Wednesday 21 November 2012

Ta Ann Holdings - Prospects remain hinged on palm oil Buy


- We maintain BUY on Ta Ann Holdings, but with a lower fair value of RM4.55/share (vs. RM5.20/share previously), based on an unchanged PE of 13x against a downward revised FY13F EPS of 35 sen (vs. 40 sen previously). 

- Ta Ann’s 9MFY12 results were impacted by even wider losses at its Tasmania veneer manufacturing operations, while the logging and oil palm divisions performed largely in-line with expectations.

- Its 9MFY12 earnings of RM55.2mil (-56% YoY) accounted for only 58% of our full-year estimate, but were largely inline with consensus estimate following recent downgrades.

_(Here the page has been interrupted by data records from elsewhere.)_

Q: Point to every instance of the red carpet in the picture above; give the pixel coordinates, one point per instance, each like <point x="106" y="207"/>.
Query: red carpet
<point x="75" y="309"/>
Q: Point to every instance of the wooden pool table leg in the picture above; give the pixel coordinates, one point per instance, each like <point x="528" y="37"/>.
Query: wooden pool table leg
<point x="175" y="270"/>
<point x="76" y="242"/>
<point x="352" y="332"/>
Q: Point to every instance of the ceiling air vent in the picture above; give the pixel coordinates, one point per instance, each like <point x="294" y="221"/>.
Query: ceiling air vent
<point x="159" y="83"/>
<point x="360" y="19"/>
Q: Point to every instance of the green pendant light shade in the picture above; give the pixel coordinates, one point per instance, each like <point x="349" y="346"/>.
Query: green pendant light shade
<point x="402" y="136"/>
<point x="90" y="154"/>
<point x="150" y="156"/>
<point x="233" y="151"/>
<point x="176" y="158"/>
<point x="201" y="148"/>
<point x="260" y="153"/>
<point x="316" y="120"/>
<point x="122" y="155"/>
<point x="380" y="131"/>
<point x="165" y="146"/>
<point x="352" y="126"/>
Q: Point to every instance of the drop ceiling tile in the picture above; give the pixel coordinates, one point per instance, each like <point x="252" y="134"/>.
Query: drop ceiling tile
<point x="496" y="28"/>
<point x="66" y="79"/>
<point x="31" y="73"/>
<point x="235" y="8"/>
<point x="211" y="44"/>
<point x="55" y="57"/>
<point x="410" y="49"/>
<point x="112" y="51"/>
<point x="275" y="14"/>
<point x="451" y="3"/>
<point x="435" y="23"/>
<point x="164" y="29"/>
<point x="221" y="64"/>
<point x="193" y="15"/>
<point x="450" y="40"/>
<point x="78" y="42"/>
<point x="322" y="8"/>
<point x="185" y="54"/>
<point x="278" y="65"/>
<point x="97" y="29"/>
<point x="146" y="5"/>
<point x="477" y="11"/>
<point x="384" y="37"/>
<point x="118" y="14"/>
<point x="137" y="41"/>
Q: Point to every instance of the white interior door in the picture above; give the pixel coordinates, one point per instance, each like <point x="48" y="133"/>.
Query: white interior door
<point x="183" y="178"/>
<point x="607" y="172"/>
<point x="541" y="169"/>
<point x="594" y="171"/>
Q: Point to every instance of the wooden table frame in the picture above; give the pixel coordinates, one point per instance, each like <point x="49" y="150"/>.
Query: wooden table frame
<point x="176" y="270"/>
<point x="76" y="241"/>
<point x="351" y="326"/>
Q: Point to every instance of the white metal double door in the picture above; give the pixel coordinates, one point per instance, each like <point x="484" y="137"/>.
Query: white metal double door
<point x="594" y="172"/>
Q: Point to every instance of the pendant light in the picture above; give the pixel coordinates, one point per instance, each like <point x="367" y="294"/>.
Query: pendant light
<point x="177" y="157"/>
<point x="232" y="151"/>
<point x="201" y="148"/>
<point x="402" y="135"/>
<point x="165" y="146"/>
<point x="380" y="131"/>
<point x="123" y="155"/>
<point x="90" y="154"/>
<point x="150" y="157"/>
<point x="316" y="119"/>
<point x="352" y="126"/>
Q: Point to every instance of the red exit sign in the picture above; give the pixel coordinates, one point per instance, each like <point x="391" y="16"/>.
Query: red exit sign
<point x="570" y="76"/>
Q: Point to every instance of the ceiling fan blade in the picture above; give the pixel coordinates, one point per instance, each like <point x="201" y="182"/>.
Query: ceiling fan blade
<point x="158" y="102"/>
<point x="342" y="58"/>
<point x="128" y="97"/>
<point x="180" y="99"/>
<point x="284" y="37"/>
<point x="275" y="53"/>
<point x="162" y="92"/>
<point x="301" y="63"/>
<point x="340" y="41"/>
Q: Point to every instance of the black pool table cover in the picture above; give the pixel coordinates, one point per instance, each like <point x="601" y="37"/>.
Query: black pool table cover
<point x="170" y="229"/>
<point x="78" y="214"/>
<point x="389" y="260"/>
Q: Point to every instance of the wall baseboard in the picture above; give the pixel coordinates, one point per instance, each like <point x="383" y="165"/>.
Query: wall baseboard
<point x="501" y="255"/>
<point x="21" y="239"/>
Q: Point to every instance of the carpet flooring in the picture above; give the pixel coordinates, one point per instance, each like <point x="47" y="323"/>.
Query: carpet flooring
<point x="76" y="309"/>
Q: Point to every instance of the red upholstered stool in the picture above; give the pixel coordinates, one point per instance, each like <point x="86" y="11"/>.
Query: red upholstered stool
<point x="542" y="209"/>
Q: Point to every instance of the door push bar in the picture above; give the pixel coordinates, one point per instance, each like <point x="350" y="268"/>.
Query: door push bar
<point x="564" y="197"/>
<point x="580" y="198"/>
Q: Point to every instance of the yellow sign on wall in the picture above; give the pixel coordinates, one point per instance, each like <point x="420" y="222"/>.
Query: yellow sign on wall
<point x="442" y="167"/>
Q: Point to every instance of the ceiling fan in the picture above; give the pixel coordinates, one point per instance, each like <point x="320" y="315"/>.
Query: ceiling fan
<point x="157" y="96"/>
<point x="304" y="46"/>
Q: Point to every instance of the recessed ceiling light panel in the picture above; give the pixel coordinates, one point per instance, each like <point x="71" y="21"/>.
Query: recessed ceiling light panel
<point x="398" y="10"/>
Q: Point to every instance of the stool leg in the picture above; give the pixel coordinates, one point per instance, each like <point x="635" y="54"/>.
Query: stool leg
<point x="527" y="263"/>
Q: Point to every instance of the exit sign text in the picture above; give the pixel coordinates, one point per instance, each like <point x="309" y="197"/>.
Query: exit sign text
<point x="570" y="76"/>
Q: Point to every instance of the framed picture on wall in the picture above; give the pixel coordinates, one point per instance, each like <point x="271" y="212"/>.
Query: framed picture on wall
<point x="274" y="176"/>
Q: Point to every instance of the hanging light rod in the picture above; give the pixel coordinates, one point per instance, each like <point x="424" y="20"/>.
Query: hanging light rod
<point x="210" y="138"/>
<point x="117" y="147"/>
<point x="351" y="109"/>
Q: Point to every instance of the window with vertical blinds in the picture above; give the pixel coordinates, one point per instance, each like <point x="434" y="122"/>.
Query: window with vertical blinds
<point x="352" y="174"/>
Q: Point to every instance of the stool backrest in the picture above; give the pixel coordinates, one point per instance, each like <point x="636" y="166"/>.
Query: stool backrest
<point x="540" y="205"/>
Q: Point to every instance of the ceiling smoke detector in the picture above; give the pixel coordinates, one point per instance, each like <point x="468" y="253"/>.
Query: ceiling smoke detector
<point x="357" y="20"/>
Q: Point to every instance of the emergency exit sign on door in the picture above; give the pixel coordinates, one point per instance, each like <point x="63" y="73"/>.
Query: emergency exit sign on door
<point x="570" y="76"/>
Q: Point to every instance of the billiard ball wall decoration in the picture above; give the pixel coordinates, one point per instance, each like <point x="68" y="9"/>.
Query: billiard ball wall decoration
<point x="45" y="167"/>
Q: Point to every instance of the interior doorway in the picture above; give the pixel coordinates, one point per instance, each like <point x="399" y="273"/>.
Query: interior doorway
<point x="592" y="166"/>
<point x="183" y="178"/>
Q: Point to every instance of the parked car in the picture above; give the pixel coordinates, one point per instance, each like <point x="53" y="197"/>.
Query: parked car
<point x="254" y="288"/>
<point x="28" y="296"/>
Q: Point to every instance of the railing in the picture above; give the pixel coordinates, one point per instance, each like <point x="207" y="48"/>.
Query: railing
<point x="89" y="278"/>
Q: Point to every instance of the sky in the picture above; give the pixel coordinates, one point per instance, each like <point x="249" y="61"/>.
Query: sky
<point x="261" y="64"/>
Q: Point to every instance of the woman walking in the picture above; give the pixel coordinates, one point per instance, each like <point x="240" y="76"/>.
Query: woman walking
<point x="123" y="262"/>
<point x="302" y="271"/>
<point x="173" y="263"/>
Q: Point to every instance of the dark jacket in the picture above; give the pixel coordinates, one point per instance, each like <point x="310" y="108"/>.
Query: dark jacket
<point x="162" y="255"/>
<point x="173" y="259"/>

- In tandem, we have revised downwards our FY12F-FY14F earnings by between 13% and 26% to account for lower CPO price assumptions and the wider losses for the Tasmania operations.

- We now expect the plywood division’s annual pre-tax losses at RM36mil for FY12F and at RM30mil each for FY13F and FY14F, vs. the earlier forecasts of RM26mil for each of FY12F-FY14F. 

- For the oil palm division, CPO sales volume in 9MFY12 totalled 55,645 tonnes (-9% YoY), lower than what we had expected but only for smaller FFB purchases from external parties. We deem the FFB production of 352,153 tonnes (+7% YoY) to be within our expectations, accounting for 70% of our full-year assumption of 500,000 tonnes.

- We have lowered the CPO price assumptions to RM2,900/tonne for FY12F (from RM3,200/tonne previously), and to RM3,100/tonne (from RM3,300/tonne previously) for each of FY13F and FY14F. We maintain our FFB production assumptions.

- Management has guided that the cost rationalisation for its plywood division, particularly in reducing veneer production at its Tasmania plants, would continue right into FY13F. The target is for Tasmania to account for 30%-35% of total plywood production versus 45% in FY11.

- Plywood prices currently hover around US$540/cu m and log’s at around US$200/ cu m. That said, Ta Ann’s log earnings are likely to be offset by the plywood losses. As such, the group’s prospects remain largely hinged on its oil palm plantations and the outlook for CPO.

- We expect oil palm profit after tax to grow by 73% to RM117mil in FY13F and by another 25% to RM146mil in FY14F, on the back of a 26% and 20% jump in FFB production, respectively.